3. Third, imagine combining this proposal with another tech that can reliably induce identical twins. This will allow the creation of extra zombie kids. That is, each birth to low status parents is now of identical twins, one of which is an ordinary kid, and the other is a zombie kid. If parent’s don’t want to raise zombie kids, some other organization will take over that task. So now the parents get to have all their usual lively kids, and the world gains a bunch of extra zombie kids who grow up to do low status jobs. Some may support this proposal, but surely many others will find it creepy. I expect that it would be pretty hard to create a political consensus to support this proposal.
While in the first scenario people were killed, and in the second scenario parents were deprived, this third scenario is designed to take away these problems. But this third proposal still has two remaining problems. First, if we have a choice between creating an empty zombie and a living feeling person who finds their life worth living, this second option seems to result in a better world. Which argues against zombies. Second, if zombies seem like monsters, supporters of this proposal might might be blamed for creating monsters. And as the zombies look a lot like humans, many will see you as a bad person if you seem inclined to or capable of treating them badly. It looks bad to be willing to create a lower class, and to treat them like a disrespected lower class, if that lower class looks a lot like humans. So by supporting this third proposal, you risk being blamed.
4. My fourth and last scenario is designed to split apart these two problems with the third scenario, to make you choose which problem you care more about. Imagine that robots are going to take over most all human jobs, but that we have a choice about which kind of robot they are. We could choose human-like robots, who act lively with passion and humor, and who inside have feelings and an inner life. Or we could choose machine-like robots, who are empty inside and also look empty on the outside, without passion, humor, etc.
If you are focused on creating a better world, you’ll probably prefer the human-like robots, as that which choice results in more creatures who find their lives worth living. But if you are focused on avoiding blame, you’ll probably prefer the machine-like robots, as few will blame you for for that choice. In that choice the creatures you create look so little like humans that few will blame you for creating such creatures, or for treating them badly.
I recently ran a 24 hour poll on Twitter about this choice, a poll to which 700 people responded. Of those who make a choice, 77% picked the machine-like robots:
If some kind of robot is going to replace humans on most jobs, would you prefer it to be 1) empty machine-like robots w/ no feelings or inner life, or 2) lively human-like robots full of passion, & humor? You probably feel guilty mistreating 2, but not 1.
— Robin Hanson (@robinhanson) November 6, 2018
Maybe my Twitter followers are unusual, but I doubt that a majority of a more representative poll would pick the human-like option. Instead, I think most people prefer the option that avoids personal blame, even if it makes for a worse world.

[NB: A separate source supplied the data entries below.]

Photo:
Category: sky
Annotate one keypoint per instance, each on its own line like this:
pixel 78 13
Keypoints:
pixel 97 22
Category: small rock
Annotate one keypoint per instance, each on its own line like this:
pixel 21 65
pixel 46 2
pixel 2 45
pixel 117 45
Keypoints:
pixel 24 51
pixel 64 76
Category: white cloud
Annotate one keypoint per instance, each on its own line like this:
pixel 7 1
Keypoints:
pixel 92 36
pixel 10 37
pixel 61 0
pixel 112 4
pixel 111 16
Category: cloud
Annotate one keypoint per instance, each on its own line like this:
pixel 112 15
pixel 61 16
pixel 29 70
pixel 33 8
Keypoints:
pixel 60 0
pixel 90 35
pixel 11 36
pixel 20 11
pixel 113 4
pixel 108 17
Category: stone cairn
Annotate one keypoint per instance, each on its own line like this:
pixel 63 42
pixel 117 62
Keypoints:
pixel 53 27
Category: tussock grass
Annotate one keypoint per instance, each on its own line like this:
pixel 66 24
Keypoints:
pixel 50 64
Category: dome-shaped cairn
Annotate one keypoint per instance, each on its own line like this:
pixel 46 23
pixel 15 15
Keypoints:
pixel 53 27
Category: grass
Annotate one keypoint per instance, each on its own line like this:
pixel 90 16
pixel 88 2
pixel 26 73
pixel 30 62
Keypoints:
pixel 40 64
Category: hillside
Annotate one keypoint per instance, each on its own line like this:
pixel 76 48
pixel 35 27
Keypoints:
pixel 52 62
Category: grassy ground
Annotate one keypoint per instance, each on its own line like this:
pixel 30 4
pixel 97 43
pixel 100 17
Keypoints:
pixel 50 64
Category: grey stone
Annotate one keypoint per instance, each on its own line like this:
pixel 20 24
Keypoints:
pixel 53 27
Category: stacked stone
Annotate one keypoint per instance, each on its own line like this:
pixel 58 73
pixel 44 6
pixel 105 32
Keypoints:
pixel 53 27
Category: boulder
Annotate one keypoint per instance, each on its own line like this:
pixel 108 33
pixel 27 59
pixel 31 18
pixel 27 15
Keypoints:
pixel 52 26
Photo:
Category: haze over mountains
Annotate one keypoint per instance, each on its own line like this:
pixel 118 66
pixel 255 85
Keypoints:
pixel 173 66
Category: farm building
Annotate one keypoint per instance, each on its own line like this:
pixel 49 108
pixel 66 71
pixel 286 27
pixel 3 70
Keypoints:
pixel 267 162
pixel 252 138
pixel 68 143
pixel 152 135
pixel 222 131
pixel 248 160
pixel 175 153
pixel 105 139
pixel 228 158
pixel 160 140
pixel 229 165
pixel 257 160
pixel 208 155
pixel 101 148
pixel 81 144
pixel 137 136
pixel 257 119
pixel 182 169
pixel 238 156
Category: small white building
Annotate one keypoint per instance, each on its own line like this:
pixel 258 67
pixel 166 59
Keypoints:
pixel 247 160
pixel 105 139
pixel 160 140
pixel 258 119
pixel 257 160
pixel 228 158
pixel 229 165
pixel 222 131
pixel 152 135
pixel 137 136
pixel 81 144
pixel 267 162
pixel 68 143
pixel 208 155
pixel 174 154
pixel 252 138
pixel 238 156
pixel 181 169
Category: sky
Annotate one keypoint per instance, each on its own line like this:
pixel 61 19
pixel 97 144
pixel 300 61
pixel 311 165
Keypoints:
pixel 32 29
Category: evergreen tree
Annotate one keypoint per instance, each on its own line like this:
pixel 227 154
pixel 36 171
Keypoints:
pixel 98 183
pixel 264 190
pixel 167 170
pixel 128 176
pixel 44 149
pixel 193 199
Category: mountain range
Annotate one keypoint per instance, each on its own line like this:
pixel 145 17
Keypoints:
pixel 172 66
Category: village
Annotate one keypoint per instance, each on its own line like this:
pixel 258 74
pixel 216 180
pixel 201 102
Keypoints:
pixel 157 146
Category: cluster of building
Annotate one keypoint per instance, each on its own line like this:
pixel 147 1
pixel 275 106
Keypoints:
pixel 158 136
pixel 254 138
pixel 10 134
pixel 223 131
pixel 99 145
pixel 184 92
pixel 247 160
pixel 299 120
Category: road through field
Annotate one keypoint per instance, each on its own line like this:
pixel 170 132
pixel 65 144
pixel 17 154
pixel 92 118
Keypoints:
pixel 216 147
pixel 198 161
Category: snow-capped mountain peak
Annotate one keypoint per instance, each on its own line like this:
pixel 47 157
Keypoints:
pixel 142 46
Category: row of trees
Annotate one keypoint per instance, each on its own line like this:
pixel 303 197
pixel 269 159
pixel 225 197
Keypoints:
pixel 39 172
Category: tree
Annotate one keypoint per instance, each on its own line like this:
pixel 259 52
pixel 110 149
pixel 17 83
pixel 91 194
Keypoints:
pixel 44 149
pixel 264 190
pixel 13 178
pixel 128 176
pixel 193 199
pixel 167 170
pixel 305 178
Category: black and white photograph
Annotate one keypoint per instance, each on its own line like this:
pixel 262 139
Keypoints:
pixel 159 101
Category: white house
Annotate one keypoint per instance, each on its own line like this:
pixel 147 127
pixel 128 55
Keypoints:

My poll results are in, and they agree with yours: 12/17 picked Machine-like and the remaining 5/17 picked Human-like. (I did not offer a third option.) I phrased the questions exactly as you did, but left out the comment that I regarded as objectionable.
And a way to distinguish these two explanations would be a question that would require you to honestly dissent from a majority opinion. Since people seem to do better in Asch-style experiments when the answer is to be communicated privately, I'd say that's points for my hypothesis, if I'm understanding your proposed explanation correctly.